In a dispute about a home loan, the district court wrote an opinion found for the defendant mortgage servicer in all respects, including its counterclaim for judicial foreclosure. The final judgment, unfortunately, did not address that claim or otherwise contain “catch-all” language. Because “[t]he district court’s ‘final judgment’ neither adjudicates ‘all claims . . . of all parties,’ nor expressly styles itself as a partial final judgment pursuant to Rule 54(b). . . . this Court has no appellate jurisdiction and cannot review the merits of the case.” Wease v. Ocwen Loan Servicing LLC, No. 16-10521 (Dec. 29, 2016, unpublished).

Moot dispute gets the boot.

Sessa Capital, a hedge fund, supported the election of certain directors to the board of Ashford Prime, a hotel business. Ashford’s management rejected their applications, contending that they were incomplete. Litigation ensued, in which Sessa sought an injunction against the June 10, 2016 board election. The district court denied relief; Sessa appealed, and a motions panel of the Fifth Circuit denied an interim stay.

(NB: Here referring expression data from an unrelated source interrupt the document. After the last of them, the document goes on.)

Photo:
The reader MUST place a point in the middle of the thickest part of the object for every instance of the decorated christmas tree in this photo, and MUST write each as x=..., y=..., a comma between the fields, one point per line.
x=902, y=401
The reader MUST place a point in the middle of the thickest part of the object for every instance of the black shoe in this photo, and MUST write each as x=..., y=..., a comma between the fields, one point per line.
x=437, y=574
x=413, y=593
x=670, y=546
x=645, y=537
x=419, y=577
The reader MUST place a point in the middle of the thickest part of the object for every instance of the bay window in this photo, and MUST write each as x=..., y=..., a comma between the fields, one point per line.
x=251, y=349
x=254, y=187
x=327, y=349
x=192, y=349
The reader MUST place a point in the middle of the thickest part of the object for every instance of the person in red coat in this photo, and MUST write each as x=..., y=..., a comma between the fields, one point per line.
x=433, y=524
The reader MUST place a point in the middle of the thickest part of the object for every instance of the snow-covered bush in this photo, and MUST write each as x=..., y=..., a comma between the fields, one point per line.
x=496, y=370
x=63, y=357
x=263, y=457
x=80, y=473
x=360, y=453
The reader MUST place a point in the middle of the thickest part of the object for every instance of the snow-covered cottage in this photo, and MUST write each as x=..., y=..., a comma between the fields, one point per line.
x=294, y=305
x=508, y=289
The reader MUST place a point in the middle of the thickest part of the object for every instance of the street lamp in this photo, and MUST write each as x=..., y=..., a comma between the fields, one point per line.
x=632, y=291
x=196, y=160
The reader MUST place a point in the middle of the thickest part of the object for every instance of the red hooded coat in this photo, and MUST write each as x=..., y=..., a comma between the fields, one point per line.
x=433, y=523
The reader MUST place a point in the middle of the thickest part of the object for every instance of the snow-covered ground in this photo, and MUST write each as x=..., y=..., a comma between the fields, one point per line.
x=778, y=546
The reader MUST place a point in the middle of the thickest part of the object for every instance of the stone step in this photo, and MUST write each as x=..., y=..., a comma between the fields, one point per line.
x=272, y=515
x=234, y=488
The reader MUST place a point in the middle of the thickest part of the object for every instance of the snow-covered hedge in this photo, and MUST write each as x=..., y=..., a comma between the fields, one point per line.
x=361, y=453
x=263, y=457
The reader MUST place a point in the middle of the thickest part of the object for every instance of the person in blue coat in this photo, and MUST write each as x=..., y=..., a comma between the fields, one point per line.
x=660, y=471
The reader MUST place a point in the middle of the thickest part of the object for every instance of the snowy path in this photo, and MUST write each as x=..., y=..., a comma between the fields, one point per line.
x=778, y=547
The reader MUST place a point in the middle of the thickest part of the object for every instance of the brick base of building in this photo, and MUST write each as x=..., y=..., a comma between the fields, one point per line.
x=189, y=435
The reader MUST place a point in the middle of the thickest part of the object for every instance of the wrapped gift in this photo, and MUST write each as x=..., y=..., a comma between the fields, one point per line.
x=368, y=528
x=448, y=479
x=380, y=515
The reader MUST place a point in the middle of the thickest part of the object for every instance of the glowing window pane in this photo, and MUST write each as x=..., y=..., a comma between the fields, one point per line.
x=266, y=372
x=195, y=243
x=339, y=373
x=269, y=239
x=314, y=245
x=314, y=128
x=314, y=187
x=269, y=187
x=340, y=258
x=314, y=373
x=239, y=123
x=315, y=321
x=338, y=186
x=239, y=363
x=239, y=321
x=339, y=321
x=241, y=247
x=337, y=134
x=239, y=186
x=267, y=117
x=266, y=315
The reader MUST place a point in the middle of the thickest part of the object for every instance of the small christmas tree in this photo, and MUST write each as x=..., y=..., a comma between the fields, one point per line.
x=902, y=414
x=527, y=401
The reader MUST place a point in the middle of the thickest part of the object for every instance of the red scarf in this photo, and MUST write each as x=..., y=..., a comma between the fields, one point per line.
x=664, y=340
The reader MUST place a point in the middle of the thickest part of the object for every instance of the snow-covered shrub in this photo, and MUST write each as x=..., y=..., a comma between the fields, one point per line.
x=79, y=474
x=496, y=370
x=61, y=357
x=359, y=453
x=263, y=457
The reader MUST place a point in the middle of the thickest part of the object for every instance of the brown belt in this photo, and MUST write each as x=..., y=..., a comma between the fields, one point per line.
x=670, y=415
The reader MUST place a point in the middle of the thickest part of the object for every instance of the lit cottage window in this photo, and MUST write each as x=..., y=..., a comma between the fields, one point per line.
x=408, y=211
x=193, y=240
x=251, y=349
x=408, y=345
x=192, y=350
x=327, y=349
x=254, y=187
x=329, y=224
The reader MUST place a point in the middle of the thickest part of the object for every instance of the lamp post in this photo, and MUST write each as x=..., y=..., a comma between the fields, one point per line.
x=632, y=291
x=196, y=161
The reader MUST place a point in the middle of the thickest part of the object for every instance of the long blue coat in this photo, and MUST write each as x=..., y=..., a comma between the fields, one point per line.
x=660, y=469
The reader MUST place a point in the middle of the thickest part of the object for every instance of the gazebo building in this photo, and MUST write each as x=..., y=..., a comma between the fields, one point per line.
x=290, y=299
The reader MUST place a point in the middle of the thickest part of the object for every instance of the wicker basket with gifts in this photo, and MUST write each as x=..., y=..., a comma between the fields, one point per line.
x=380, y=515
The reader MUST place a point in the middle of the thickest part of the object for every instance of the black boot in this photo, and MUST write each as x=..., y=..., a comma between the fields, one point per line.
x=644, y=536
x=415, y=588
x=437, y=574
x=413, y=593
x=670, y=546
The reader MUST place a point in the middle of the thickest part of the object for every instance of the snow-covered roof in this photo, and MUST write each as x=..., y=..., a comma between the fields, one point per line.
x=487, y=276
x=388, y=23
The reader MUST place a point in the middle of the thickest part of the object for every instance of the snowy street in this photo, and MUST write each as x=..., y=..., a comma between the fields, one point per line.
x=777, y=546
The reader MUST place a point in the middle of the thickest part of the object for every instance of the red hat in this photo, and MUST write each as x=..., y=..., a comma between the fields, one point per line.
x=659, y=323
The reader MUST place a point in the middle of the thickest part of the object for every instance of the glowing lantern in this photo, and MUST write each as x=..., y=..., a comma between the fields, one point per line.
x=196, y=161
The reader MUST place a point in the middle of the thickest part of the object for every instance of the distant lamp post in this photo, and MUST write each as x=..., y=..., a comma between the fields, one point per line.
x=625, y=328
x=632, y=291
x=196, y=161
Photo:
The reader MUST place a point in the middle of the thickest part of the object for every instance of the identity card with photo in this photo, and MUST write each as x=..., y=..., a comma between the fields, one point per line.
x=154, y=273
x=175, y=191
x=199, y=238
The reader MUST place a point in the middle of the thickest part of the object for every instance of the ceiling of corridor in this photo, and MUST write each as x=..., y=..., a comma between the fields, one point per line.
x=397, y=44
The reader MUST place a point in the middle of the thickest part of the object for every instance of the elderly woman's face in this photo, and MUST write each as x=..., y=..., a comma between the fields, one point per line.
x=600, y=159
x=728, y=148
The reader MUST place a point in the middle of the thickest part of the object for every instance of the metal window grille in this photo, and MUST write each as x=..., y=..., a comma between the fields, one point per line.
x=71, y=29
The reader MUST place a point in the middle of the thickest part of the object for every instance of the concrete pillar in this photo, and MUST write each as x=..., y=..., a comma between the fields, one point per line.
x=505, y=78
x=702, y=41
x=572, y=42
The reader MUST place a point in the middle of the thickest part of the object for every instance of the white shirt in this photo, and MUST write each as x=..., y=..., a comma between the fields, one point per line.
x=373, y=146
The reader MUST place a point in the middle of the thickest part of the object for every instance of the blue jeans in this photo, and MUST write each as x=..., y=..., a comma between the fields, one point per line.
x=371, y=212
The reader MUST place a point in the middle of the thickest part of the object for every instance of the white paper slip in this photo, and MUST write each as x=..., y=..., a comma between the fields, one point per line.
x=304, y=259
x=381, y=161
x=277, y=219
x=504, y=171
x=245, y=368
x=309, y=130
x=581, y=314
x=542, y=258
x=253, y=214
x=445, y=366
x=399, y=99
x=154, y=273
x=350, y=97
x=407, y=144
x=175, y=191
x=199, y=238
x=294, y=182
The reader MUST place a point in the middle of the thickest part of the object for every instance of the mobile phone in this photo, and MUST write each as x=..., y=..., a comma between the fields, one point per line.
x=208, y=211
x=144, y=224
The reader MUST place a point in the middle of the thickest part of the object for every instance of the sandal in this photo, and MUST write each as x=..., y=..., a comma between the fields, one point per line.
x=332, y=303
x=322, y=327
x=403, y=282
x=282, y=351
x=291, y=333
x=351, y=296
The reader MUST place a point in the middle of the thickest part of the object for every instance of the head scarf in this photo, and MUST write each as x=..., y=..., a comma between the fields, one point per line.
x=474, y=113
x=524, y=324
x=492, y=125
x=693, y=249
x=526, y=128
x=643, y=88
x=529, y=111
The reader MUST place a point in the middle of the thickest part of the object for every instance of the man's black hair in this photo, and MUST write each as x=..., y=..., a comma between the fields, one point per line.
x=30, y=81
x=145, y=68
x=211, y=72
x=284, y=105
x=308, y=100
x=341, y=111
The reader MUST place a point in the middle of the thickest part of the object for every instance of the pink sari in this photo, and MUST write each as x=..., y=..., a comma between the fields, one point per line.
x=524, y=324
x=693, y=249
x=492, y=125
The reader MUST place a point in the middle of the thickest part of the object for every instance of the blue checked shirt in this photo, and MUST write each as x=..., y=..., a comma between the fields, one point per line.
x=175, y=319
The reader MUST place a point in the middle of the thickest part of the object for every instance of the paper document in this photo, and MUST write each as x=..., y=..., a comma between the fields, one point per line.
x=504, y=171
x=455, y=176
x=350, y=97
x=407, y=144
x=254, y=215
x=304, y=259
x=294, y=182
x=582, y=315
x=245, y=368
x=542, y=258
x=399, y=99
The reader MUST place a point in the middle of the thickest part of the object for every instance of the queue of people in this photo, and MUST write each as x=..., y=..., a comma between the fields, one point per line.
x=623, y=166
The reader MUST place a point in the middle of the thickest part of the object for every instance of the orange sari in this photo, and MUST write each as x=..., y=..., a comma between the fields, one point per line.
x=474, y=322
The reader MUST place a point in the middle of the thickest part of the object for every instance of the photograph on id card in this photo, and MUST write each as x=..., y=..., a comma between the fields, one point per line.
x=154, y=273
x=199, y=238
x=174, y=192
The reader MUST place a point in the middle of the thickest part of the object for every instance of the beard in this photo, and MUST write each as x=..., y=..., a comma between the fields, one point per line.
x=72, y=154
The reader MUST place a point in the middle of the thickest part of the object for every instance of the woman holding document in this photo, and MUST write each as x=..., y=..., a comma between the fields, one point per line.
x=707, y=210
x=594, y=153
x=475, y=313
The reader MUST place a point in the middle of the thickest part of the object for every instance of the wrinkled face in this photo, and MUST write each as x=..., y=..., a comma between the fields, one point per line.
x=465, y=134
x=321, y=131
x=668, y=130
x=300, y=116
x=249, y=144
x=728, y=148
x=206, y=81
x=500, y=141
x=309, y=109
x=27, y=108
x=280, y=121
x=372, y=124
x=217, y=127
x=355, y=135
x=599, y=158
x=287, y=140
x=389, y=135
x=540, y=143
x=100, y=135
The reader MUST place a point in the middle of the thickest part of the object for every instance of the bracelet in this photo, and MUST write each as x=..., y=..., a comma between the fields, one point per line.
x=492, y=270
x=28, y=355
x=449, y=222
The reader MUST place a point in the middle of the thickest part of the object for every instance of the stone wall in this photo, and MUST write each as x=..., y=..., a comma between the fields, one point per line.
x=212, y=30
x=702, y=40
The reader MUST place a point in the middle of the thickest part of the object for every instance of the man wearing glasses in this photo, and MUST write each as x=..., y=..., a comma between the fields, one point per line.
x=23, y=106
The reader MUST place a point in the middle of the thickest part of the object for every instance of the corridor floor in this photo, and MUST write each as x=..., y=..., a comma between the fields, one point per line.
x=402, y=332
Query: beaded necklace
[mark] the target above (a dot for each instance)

Since that election proceeded, mootness became an obvious appellate issue. The Fifth Circuit noted that “Sessa did not ask the district court to stay the [June 10] election,” and also “never sought the invalidation of the shareholder election in the district court” — requests that, had they been made, could potentially have kept the dispute alive. To the contrary, the Court observed that “Sessa repeatedly made a tactical decision to seek only prospective relief. When the district court contemplated pressing the reset button by staying the shareholder election and allowing Sessa to resubmit the questionnaires, Sessa vehemently opposed this solution.” Accordingly, the Court dismissed the appeal as moot. Ashford Hospitality Prime, Inc. v. Sessa Capital, No. 16-10671 (Dec. 16, 2016, unpublished).